Who's Watching ??
After reducing the RDS size, I was eager to watch the reduction in monthly bill. Earlier, RDS was costing around $11/day and now it should have cost me $3/day. But after few days of monitoring, it did not budge below $7/day. On splitting the cost by usage type, some storage cost had increased for RDS. On inspecting, I found that this was due to the snapshots that I had created before deleting the previous RDS instance. AWS provides free storage only upto the size of RDS (200GB in my case). But the previous snapshots were of 2TB. Hence, they were beyond free storage and were costing around $4/day. On deleting these snapshots, the RDS bill had come down to the expected value of $3/day.

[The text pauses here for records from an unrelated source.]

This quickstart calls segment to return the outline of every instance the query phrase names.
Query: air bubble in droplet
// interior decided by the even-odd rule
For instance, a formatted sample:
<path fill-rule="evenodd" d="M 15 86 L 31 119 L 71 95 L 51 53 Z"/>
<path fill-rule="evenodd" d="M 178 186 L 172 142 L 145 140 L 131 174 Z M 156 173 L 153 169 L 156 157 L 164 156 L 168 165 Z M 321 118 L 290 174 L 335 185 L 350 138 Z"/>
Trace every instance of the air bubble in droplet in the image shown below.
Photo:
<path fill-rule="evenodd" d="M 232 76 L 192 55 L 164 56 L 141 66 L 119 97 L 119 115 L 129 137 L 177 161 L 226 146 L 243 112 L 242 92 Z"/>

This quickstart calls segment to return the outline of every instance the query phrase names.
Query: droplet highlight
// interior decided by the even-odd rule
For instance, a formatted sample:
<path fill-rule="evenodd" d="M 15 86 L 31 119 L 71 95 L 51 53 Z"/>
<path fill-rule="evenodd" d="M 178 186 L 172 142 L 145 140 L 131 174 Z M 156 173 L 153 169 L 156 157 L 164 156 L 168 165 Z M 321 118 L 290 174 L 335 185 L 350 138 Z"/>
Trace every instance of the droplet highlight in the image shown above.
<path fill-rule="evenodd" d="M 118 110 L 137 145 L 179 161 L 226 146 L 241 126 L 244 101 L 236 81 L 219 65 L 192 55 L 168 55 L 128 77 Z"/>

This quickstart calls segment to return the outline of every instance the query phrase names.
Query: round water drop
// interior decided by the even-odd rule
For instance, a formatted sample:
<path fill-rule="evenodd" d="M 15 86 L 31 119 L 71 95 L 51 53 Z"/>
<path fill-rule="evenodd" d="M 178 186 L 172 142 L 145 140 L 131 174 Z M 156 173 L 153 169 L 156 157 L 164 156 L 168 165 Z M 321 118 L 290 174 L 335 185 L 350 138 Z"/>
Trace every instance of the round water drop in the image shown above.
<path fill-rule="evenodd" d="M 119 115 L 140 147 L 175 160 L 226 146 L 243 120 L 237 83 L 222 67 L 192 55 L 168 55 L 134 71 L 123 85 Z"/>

While I was hell-bent on RDS cost, something else had started sprawling. While I was expecting the monthly bill to reduce, it had started to increase. On further inspection, Cloudwatch cost had started to rise and it was costing $80/day. So, all the efforts to reduce bill had gone in vain.

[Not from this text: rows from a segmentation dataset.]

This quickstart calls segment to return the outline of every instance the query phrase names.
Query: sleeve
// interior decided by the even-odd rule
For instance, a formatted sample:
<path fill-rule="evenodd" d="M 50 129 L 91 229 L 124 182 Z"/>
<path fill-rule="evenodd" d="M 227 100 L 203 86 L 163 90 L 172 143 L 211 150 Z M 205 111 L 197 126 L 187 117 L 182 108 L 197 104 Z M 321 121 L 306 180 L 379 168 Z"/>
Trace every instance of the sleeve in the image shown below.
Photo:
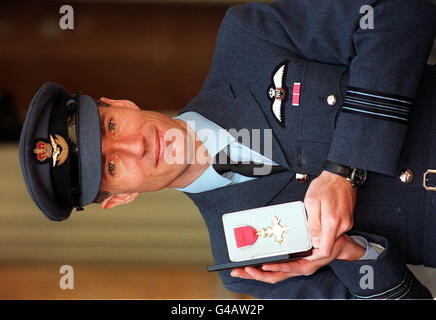
<path fill-rule="evenodd" d="M 361 27 L 369 13 L 362 14 L 362 8 L 372 10 L 373 26 Z M 328 160 L 396 175 L 436 32 L 434 5 L 417 0 L 282 0 L 237 6 L 227 16 L 258 38 L 308 60 L 348 66 L 348 91 Z"/>
<path fill-rule="evenodd" d="M 431 293 L 407 268 L 401 255 L 383 237 L 354 233 L 385 249 L 377 259 L 334 260 L 329 264 L 353 299 L 432 299 Z"/>

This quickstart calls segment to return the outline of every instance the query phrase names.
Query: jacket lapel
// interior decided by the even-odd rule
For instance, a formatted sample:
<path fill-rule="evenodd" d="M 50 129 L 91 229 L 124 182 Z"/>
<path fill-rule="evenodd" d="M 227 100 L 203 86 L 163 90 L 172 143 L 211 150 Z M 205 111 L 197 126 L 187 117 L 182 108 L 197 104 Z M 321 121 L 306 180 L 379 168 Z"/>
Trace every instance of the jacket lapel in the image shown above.
<path fill-rule="evenodd" d="M 254 142 L 255 139 L 260 142 L 261 154 L 270 158 L 268 154 L 265 154 L 265 151 L 267 153 L 272 151 L 273 161 L 287 169 L 290 168 L 290 163 L 275 137 L 275 133 L 271 129 L 261 106 L 251 92 L 246 91 L 238 98 L 235 98 L 230 85 L 204 90 L 181 113 L 187 111 L 198 112 L 224 129 L 234 129 L 236 133 L 248 130 L 250 142 Z M 235 136 L 233 130 L 229 132 Z M 271 138 L 269 138 L 268 134 Z M 252 148 L 244 140 L 240 142 Z M 265 146 L 265 143 L 270 143 L 271 145 Z"/>
<path fill-rule="evenodd" d="M 258 129 L 261 142 L 260 153 L 262 154 L 264 154 L 263 151 L 265 150 L 265 130 L 271 130 L 270 136 L 272 139 L 269 140 L 271 143 L 272 160 L 288 169 L 290 168 L 268 120 L 265 118 L 260 105 L 249 91 L 235 98 L 229 85 L 205 90 L 197 95 L 181 113 L 187 111 L 198 112 L 227 130 L 235 129 L 239 132 L 241 129 L 247 128 L 250 132 L 250 138 L 255 136 L 253 129 Z M 241 141 L 241 143 L 244 143 L 244 141 Z M 247 145 L 247 147 L 251 146 Z M 265 156 L 268 157 L 268 155 Z M 292 179 L 293 175 L 294 173 L 289 169 L 289 171 L 248 182 L 187 195 L 199 207 L 199 204 L 203 203 L 201 199 L 206 197 L 215 203 L 215 208 L 221 214 L 256 208 L 267 205 Z M 211 208 L 204 209 L 209 211 Z M 200 208 L 200 211 L 203 213 L 202 208 Z"/>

First thing when inspecting cloudwatch was logs. Are we publishing too many logs ? Few devs had touched ECS pipeline around that time so I guessed ECS logging was set to debug mode and that would be costing more. But that wasn’t the reason. In fact whole logging was costing only $1/day. Still $75/day was coming from data processing. What kind of data processing ? I don’t know.
Since the timeline of cost increased matched our migration date, it had to do something with RDS migration. We use DMS to sync production db with analytics db (CDC pipeline). When I checked its config, logging was enabled here and that’s our culprit (is what I thought). Though logging was enabled, but it wasn’t costing us. It was hardly pushing 1GB logs.

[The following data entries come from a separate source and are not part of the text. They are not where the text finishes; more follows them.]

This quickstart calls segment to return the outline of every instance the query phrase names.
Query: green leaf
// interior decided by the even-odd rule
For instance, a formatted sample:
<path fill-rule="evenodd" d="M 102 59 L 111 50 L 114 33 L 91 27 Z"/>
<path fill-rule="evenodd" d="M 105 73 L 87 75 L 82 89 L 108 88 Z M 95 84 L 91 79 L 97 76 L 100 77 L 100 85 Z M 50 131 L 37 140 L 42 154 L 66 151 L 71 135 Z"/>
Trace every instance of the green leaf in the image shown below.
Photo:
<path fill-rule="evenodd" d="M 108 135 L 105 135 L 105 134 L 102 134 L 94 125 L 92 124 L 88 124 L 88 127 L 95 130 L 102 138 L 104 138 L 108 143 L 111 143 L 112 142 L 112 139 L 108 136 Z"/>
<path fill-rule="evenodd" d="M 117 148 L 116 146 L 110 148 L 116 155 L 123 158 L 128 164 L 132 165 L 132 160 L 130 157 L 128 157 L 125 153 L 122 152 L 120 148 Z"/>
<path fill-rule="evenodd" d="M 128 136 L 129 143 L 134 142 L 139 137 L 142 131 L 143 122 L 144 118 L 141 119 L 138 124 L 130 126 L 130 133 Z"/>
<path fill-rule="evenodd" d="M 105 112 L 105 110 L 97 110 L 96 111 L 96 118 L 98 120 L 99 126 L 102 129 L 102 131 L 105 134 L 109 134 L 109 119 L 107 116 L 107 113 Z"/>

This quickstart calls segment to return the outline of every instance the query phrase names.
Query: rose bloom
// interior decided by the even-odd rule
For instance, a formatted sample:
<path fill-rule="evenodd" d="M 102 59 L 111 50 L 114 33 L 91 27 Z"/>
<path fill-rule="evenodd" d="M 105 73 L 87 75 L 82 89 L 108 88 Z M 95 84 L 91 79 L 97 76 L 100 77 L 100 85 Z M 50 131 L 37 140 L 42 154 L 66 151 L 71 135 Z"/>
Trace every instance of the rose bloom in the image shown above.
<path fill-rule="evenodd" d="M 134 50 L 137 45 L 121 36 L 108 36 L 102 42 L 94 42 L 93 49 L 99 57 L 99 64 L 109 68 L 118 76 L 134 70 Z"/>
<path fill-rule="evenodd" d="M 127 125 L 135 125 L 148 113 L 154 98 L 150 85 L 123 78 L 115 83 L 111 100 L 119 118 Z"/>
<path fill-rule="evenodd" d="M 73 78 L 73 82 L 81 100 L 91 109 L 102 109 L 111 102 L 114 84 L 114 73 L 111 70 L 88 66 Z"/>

Since it was related to data processing, it had to be something related to metrics. I checked PutMetrics , GetMetrics usage but it returned nothing. So, I listed all the metrics:
~ $ # List ALL metrics to find custom namespaces
~ $ aws cloudwatch list-metrics \
> --query 'Metrics[].Namespace' \
> --output text | tr '\t' '\n' | sort | uniq -c | sort -rn
18493 Glue
640 AWS/Usage
462 AWS/EBS
264 AWS/EC2
153 AWS/RDS
123 ECS/ContainerInsights
121 AWS/DMS
111 AWS/NetworkELB
64 AWS/ApplicationELB
45 AWS/Logs
34 AWS/Firehose
30 AWS/PrivateLinkEndpoints
28 AWS/Events
26 AWS/Lambda
26 AWS/EKS
20 AWS/S3
17 AWS/Glue
15 AWS/NATGateway
15 AWS/Athena
8 AWS/States
8 AWS/Location
6 AWS/Rekognition
6 AWS/HealthLake
5 AWS/Bedrock/DataAutomation
3 AWS/KMS
2 AWS/ECS
1 AWS/SecretsManager
As can be seen, Glue was pushing 18k+ metrics / day. And that was the culprit. So, I started digging deeper into Glue jobs. There were two Glue jobs. Claude gave me commands to disable metrics in them. But I was hesitant - whoever created these Glue jobs likely used the AWS Console, not CLI. So I went hunting in the visual interface instead. And there it was: under Job Details → Monitoring options → “Job metrics” was checked. I confirmed it with claude and disabled these settings. This should reduce our cloudwatch billing from today.
Just a single click cost us around $80/day. So, knowing what to click is crucial.